Covid Continues to Impact Petrofac E&C Division

Covid Continues to Impact Petrofac E&C Division
Covid-19 disruption continues to impact Petrofac.

Covid-19 disruption continues to impact Petrofac’s engineering and construction (E&C) project schedules and costs, the company has revealed in a new trading update.

Petrofac outlined that its full year E&C revenues are expected to be approximately $1.9 billion, compared with $3.1 billion in 2020. The reduction is said to be due to the continuing impact of Covid-19 on project progress together with low order intake in previous years.

Net margins are expected to be below prior year figures due to unrecoverable Covid-19 related cost increases, which were partly mitigated by management actions to reduce costs and by tax provision releases, Petrofac noted. These tax releases are expected to contribute between $25 million and $30 million to net profit in the year.

In the year to date, Petrofac revealed that its E&C division has secured new orders worth $1.1 billion, comprising EPC contracts in Oman, Libya and Lithuania, as well as positive net variation orders. This figure was $0.7 billion last year, Petrofac highlighted.

Looking at its engineering and production services division, Petrofac said growth in both revenue and margins had driven a strong financial performance in the segment.

Petrofac outlined that the overall group delivered a “resilient” performance in the second half of 2021, “despite the continued challenges and uncertainty related to Covid-19”. The company said management expects to report group revenue of approximately $3 billion and full-year net profit broadly in line with 2020 and with market expectations. The company revealed that it remains on track to reduce gross overhead and project support costs by the targeted $250 million by the end of 2021.

“During … [2021] we have continued to deliver projects and operations safely for our clients worldwide, despite the ongoing challenges of the Covid-19 pandemic which continue to impact our current E&C portfolio,” Sami Iskander, Petrofac’s group chief executive, said in a company statement.

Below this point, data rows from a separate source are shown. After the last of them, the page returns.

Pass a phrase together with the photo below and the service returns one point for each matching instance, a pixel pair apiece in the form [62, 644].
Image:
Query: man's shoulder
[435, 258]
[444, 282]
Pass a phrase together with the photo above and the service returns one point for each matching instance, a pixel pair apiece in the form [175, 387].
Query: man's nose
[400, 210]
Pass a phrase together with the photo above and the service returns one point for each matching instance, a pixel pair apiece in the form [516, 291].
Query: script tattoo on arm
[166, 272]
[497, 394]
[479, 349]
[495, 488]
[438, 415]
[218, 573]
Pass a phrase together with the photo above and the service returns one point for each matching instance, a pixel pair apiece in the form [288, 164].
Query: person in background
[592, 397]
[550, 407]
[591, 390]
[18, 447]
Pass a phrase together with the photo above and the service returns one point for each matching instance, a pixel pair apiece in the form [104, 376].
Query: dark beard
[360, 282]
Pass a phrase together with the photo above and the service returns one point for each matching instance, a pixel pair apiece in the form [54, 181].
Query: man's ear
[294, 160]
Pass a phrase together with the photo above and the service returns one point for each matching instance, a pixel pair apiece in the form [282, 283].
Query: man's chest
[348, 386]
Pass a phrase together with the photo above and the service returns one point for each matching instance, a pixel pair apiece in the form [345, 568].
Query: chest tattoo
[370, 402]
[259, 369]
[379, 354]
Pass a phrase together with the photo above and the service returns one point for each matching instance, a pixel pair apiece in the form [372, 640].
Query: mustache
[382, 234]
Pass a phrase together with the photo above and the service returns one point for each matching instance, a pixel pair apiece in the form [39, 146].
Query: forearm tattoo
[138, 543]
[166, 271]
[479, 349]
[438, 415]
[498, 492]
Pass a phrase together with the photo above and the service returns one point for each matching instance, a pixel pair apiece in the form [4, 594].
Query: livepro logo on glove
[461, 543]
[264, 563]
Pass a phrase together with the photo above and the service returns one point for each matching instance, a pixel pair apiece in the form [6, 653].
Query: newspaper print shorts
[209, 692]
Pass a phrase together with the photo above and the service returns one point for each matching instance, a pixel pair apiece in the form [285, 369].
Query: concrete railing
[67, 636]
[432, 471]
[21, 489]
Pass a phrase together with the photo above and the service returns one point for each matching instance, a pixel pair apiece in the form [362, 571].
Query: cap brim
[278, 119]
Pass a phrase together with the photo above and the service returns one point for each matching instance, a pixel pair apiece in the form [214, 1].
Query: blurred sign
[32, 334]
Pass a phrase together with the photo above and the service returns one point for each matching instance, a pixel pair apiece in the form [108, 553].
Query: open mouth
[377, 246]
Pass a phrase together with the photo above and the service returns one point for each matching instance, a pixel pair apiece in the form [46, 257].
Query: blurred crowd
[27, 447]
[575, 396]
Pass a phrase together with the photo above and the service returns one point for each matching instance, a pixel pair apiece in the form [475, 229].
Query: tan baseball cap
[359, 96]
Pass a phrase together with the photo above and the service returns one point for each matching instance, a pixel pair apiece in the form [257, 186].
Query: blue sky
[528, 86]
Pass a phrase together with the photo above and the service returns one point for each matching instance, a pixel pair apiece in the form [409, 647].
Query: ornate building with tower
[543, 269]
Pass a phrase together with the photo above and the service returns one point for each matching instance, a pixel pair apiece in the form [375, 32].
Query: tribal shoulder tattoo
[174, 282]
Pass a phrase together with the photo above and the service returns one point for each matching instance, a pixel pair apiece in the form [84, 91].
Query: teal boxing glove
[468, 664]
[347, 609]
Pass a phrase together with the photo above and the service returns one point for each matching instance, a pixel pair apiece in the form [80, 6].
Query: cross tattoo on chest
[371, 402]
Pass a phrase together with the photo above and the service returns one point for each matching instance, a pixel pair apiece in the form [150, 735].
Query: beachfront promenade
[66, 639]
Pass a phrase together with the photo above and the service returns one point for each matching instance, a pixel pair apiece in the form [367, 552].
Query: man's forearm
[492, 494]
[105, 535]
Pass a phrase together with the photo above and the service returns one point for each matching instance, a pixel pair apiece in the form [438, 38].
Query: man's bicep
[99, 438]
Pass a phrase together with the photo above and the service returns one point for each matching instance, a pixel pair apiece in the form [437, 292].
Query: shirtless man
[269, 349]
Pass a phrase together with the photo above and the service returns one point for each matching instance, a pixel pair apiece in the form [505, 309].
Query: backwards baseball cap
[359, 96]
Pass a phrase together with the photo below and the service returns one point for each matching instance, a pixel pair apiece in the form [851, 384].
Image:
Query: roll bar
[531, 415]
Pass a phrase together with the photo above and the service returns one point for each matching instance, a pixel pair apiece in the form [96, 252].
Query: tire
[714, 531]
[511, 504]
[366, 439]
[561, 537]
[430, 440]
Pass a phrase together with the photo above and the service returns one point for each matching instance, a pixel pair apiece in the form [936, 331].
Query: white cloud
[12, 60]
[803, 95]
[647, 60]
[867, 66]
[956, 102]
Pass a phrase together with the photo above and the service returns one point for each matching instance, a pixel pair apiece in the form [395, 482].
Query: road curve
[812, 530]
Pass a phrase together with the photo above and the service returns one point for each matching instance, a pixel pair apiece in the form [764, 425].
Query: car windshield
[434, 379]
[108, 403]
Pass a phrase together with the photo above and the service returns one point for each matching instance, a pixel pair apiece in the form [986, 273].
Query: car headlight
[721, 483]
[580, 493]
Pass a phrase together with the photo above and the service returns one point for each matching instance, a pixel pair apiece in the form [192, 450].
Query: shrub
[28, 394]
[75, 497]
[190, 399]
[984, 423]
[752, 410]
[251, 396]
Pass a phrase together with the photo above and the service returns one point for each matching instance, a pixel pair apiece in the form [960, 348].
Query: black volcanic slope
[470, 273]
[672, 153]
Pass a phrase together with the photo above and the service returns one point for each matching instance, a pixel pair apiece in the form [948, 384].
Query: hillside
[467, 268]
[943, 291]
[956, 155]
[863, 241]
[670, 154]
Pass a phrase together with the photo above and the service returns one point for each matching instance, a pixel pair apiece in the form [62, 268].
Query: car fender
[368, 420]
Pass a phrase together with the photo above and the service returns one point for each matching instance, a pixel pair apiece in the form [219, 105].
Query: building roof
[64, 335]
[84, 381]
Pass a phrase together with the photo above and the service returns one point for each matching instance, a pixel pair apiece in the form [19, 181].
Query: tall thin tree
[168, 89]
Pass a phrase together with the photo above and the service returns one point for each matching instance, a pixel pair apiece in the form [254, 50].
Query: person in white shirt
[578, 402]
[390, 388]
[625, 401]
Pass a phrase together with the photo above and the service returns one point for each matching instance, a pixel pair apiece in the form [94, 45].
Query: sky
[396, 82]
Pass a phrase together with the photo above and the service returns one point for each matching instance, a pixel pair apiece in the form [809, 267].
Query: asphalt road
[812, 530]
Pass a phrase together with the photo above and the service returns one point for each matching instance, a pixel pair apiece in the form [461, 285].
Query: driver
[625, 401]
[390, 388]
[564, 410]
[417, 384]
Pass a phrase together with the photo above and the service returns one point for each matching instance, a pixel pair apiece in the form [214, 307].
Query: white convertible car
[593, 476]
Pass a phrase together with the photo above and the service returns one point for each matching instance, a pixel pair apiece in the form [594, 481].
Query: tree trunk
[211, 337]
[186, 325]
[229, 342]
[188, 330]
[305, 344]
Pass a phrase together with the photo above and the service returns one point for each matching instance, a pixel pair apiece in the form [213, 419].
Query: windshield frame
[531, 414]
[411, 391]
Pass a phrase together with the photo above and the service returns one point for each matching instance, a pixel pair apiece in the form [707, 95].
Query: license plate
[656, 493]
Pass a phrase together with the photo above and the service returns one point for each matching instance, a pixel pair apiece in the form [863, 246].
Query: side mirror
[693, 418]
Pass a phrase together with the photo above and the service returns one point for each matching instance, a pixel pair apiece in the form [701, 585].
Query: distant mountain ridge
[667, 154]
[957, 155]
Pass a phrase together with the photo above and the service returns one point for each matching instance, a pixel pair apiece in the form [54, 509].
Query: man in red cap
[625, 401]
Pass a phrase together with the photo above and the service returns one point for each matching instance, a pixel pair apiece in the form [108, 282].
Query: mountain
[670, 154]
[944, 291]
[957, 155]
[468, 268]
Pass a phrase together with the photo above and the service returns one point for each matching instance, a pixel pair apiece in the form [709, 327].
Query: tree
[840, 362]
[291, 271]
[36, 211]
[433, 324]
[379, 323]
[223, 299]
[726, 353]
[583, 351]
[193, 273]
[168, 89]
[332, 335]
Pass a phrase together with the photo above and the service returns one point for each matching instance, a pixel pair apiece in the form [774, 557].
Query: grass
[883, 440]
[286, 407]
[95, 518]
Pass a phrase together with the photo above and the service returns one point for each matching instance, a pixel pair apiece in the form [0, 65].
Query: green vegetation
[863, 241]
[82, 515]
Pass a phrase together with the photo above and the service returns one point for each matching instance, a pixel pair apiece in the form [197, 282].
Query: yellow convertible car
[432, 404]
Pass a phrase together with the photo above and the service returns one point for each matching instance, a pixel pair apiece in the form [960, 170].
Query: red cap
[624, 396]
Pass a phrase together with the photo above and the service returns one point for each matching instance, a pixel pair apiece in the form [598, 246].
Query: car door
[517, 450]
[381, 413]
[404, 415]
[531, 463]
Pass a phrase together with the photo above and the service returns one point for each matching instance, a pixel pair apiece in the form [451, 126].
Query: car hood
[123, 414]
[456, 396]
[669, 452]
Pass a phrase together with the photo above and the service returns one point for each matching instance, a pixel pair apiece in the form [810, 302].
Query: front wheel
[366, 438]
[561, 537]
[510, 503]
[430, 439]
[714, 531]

“Operationally, we are making good progress in reshaping the organization to consistently deliver to best in class global standards through local execution. Our priority is to now rebuild our order backlog. We secured $1.5 billion of new awards in the second half to date and the outlook for awards is improving in a more supportive macro environment,” Iskander added in the statement.

“While challenges will persist in 2022, I remain confident about the prospects for Petrofac over the medium-term as we capitalize on our strong positions in attractive and growing markets and accelerate our progress in New Energies, where we see significant near and long-term growth in exciting areas such as offshore wind, carbon capture, waste to value and hydrogen,” the chief executive went on to say.

Petrofac flagged a continuing impact of Covid-19 on E&C project schedules back in June this year and noted that the pandemic and collapse in oil prices had a material impact on the industry in 2020 in a December 2020 trading update.

As of December 16, 5.51pm CET, there have been 271.3 million confirmed cases of Covid-19, with 5.3 million deaths, according to the latest information from the World Health Organization (WHO). A total of 8.3 billion vaccine doses have been administered around the world as of December 16, WHO data shows.

Covid-19 cases on WHO’s Covid dashboard have risen for the last eight consecutive weeks, while a new variant of concern was identified by the organization at the end of last month.

Petrofac describes itself as a leading international service provider to the energy industry. The company has 8,500 employees and more than 30 offices worldwide, according to its website.